A Technical Update on the Mini-Crash in Gold

By David Banister  JAN 04, 2013 11:25 AM

Nobody predicted that gold would drop from 1690 to 1625 inside of 48 hours this week. So what happens now?

 


Let's make one thing clear: Nobody I know, including myself, predicted that gold would drop from 1690 to 1625 inside of 48 hours this week. That was not in the charts and so I won’t even pretend I was going to see that train coming through the tunnel.

With that said, let's try to let the dust settle but take a look objectively at some possibilities.

1. We all know that some FOMC minutes released did in fact cause some major downside in gold based on potential for eventual end to QE in the US down the road. It did cause stops to trigger, probably some margin calls, and then more stops creating a mini crash of near 4% on the metal.

2. The ABC pattern appeared to be completed at 1634 last week, especially when we rallied over 1681 pivot.

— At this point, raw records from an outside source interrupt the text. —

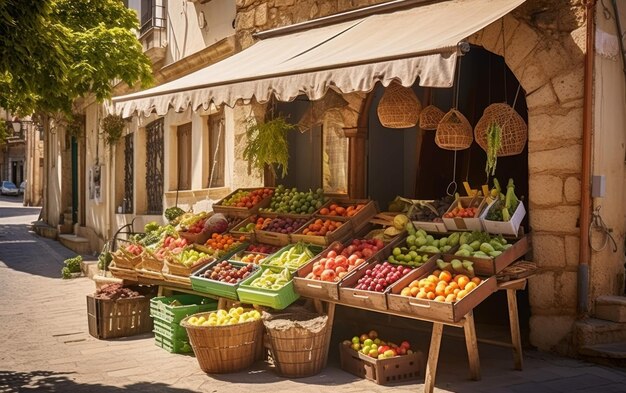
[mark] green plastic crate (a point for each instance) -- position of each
(312, 247)
(191, 304)
(171, 330)
(278, 299)
(172, 346)
(218, 288)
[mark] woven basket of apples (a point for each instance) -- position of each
(367, 356)
(224, 341)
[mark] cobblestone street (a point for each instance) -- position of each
(45, 345)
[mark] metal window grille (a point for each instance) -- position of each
(216, 150)
(154, 166)
(128, 173)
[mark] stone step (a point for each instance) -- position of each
(78, 244)
(592, 331)
(611, 354)
(611, 308)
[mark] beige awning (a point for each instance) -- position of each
(408, 45)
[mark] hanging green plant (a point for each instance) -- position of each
(113, 127)
(267, 144)
(494, 141)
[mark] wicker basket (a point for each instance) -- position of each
(514, 129)
(454, 132)
(297, 349)
(399, 107)
(430, 117)
(224, 349)
(151, 262)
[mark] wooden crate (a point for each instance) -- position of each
(491, 266)
(466, 224)
(384, 371)
(236, 230)
(118, 318)
(434, 310)
(343, 232)
(241, 211)
(361, 218)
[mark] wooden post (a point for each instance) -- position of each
(433, 357)
(472, 346)
(516, 337)
(331, 317)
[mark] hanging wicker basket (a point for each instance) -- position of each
(454, 132)
(514, 129)
(430, 117)
(399, 107)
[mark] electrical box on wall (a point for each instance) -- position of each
(598, 186)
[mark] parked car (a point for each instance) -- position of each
(8, 188)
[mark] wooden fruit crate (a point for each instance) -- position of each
(434, 310)
(343, 232)
(118, 318)
(384, 371)
(324, 290)
(241, 211)
(491, 266)
(466, 224)
(361, 218)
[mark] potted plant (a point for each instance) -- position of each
(267, 144)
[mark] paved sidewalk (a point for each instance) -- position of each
(45, 345)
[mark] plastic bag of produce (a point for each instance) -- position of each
(217, 223)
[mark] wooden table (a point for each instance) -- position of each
(466, 323)
(469, 330)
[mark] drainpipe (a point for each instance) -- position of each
(585, 177)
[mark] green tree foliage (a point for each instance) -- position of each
(55, 51)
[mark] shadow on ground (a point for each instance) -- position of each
(24, 251)
(18, 211)
(49, 381)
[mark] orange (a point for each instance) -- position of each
(445, 276)
(463, 282)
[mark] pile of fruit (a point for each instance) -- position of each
(430, 211)
(114, 292)
(192, 223)
(283, 225)
(462, 212)
(321, 227)
(189, 257)
(262, 248)
(171, 245)
(253, 258)
(247, 199)
(292, 258)
(270, 280)
(219, 244)
(504, 205)
(293, 201)
(441, 286)
(228, 273)
(481, 245)
(222, 317)
(369, 344)
(341, 260)
(380, 276)
(338, 210)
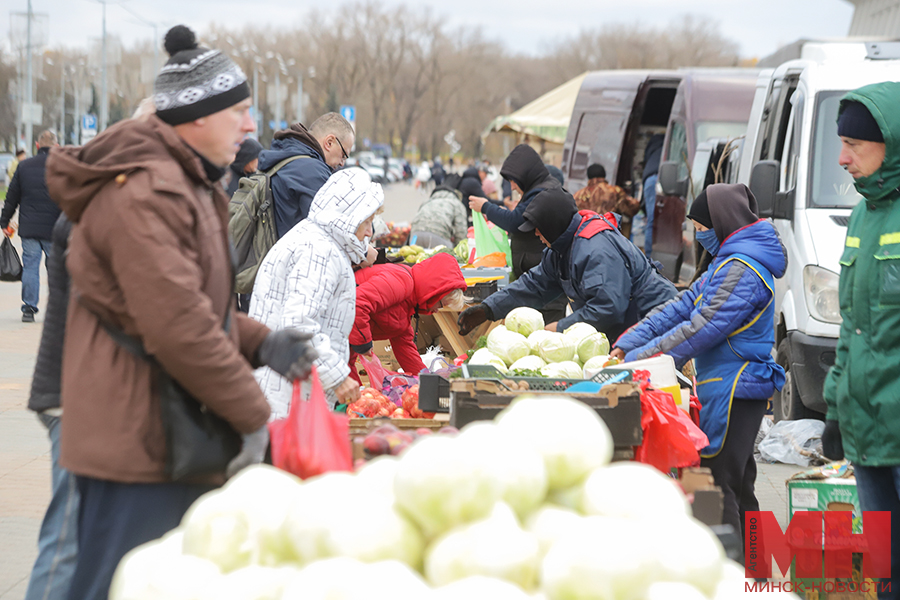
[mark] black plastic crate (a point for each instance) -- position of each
(434, 393)
(481, 290)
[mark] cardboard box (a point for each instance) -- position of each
(830, 487)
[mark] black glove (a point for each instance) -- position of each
(832, 445)
(288, 353)
(474, 316)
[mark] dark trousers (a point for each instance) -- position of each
(734, 469)
(117, 517)
(879, 489)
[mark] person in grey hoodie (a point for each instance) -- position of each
(323, 148)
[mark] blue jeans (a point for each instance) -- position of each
(649, 207)
(31, 271)
(879, 489)
(58, 541)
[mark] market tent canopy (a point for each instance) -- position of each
(546, 117)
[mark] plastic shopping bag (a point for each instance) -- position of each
(10, 265)
(312, 440)
(490, 239)
(671, 439)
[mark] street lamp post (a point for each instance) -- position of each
(29, 88)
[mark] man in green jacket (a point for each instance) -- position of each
(862, 389)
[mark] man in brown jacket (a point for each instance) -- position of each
(149, 255)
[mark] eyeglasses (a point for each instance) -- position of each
(343, 152)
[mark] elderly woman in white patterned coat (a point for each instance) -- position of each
(306, 282)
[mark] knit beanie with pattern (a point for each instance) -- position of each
(195, 82)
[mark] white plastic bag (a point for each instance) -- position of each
(794, 443)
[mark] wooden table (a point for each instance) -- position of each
(460, 344)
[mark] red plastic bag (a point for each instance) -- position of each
(312, 440)
(671, 439)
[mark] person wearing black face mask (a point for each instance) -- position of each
(726, 322)
(608, 281)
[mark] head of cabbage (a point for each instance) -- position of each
(524, 320)
(508, 345)
(593, 345)
(556, 347)
(579, 331)
(568, 369)
(536, 337)
(484, 356)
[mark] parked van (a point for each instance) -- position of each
(711, 105)
(614, 116)
(616, 113)
(790, 161)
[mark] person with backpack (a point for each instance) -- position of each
(306, 282)
(324, 148)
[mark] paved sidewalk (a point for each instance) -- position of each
(24, 447)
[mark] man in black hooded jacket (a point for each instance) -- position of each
(609, 282)
(528, 175)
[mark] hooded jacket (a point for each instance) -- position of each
(28, 192)
(609, 282)
(726, 320)
(525, 167)
(306, 280)
(442, 214)
(862, 389)
(148, 253)
(387, 298)
(296, 184)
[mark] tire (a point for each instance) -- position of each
(786, 404)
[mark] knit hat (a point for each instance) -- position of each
(195, 82)
(700, 210)
(596, 171)
(551, 213)
(855, 121)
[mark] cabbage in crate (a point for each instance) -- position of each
(524, 320)
(593, 345)
(483, 356)
(508, 345)
(556, 347)
(579, 331)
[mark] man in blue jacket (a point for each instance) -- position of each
(608, 281)
(37, 215)
(322, 149)
(726, 323)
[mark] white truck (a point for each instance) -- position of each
(789, 160)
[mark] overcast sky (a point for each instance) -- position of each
(758, 26)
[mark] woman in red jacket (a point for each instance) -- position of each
(389, 295)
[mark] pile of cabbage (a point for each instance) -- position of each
(522, 344)
(526, 506)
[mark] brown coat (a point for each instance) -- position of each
(150, 253)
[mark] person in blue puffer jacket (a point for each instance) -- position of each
(725, 322)
(587, 262)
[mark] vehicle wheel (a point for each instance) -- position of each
(787, 405)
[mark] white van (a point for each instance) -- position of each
(790, 161)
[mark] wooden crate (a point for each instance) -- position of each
(619, 405)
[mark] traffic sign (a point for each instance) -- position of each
(349, 113)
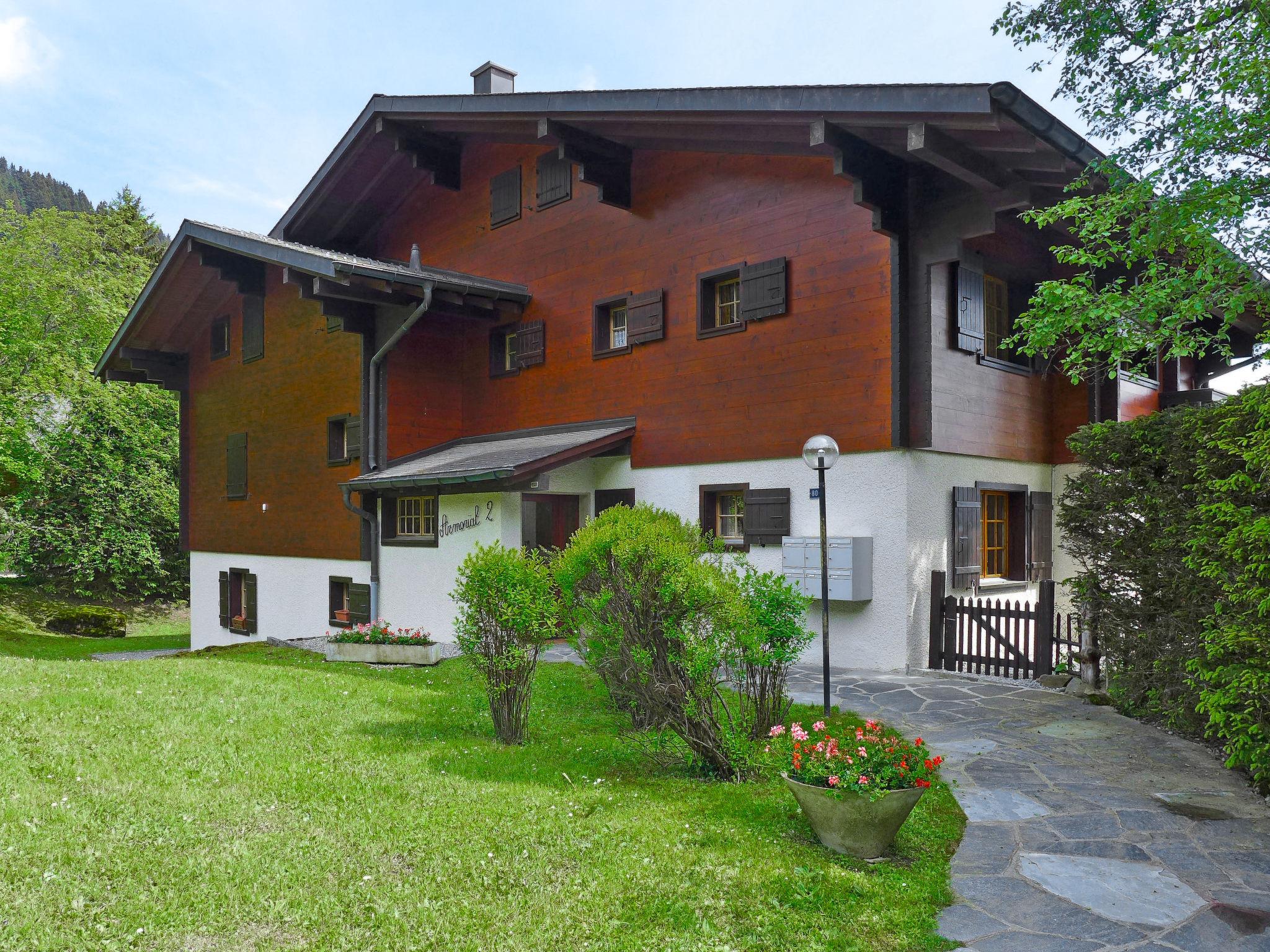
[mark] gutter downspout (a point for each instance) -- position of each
(373, 442)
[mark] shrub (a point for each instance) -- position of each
(771, 640)
(870, 759)
(507, 609)
(657, 616)
(89, 621)
(380, 632)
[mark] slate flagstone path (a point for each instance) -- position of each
(1088, 832)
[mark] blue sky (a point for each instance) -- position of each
(221, 112)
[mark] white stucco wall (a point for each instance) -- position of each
(293, 594)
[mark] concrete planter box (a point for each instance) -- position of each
(383, 654)
(855, 824)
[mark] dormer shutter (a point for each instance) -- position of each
(646, 318)
(762, 289)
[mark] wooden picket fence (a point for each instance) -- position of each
(997, 637)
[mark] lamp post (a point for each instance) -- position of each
(821, 454)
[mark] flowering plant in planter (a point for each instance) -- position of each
(380, 632)
(870, 759)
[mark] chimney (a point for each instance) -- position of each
(493, 77)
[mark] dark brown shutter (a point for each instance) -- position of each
(1041, 536)
(505, 197)
(609, 498)
(249, 602)
(235, 466)
(969, 310)
(646, 318)
(768, 516)
(225, 599)
(554, 179)
(762, 289)
(388, 517)
(253, 328)
(530, 343)
(358, 603)
(967, 537)
(353, 437)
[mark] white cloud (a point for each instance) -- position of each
(23, 51)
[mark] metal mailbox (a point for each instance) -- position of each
(850, 566)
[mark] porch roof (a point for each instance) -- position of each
(499, 457)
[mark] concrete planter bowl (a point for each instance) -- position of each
(855, 824)
(383, 654)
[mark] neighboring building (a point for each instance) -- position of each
(628, 296)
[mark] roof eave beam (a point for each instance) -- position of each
(601, 162)
(879, 178)
(936, 148)
(438, 155)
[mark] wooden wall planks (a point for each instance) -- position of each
(824, 366)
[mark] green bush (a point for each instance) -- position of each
(659, 619)
(89, 621)
(771, 640)
(507, 610)
(1170, 522)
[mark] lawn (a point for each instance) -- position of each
(23, 609)
(259, 799)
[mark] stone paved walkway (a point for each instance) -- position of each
(1088, 831)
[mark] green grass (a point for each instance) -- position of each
(259, 799)
(23, 609)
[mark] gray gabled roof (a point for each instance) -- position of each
(499, 456)
(311, 260)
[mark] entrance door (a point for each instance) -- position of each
(548, 521)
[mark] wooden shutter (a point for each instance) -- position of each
(388, 517)
(554, 179)
(249, 602)
(762, 289)
(253, 328)
(609, 498)
(235, 466)
(505, 197)
(967, 537)
(530, 343)
(358, 603)
(768, 516)
(969, 310)
(646, 318)
(1041, 536)
(353, 437)
(225, 599)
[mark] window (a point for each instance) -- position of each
(505, 197)
(235, 466)
(723, 513)
(343, 439)
(221, 338)
(996, 534)
(727, 304)
(238, 601)
(253, 328)
(729, 517)
(417, 517)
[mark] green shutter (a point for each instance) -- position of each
(249, 602)
(235, 466)
(358, 603)
(225, 599)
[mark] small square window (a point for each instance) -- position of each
(719, 302)
(221, 338)
(417, 517)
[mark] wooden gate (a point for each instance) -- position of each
(997, 637)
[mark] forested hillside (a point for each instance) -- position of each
(30, 191)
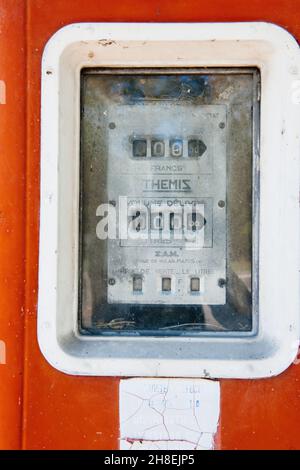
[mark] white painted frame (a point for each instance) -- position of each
(275, 52)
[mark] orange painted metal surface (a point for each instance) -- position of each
(41, 408)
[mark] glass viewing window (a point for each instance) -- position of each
(168, 217)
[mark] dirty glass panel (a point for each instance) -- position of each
(167, 242)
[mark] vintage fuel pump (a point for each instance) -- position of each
(149, 225)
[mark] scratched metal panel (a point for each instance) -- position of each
(129, 122)
(150, 184)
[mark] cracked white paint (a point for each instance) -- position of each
(168, 414)
(2, 92)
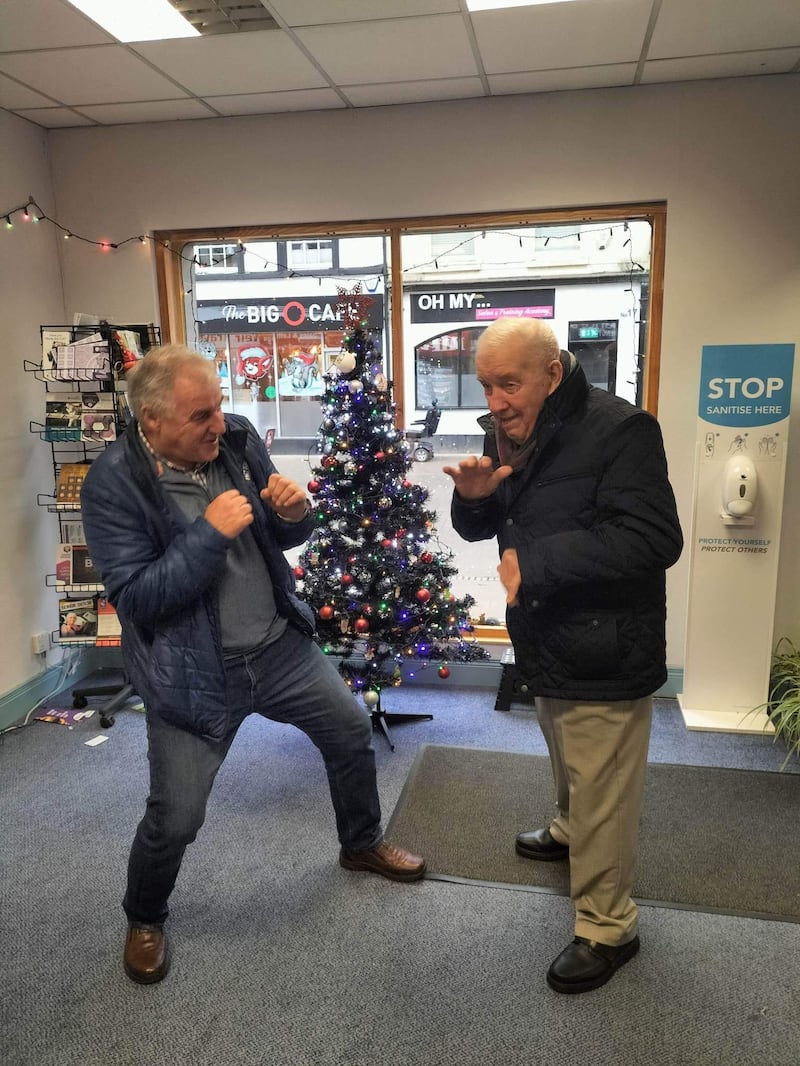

A brief dip to 1625 spot took place this morning early, and we now trade again around the 1631 pivot.

What are the technical options?

Well, if we stick with traditional Elliott Wave Theory, we can see a potential 3-3-5 pattern still unfolding and wave 5 of C is now in play. 3-3-5 patterns have 3 waves down, 3 up, then 5 down to complete the entire ABC Structure.

To confirm this, we will want to see gold bottom here fairly soon in wave 5 of C.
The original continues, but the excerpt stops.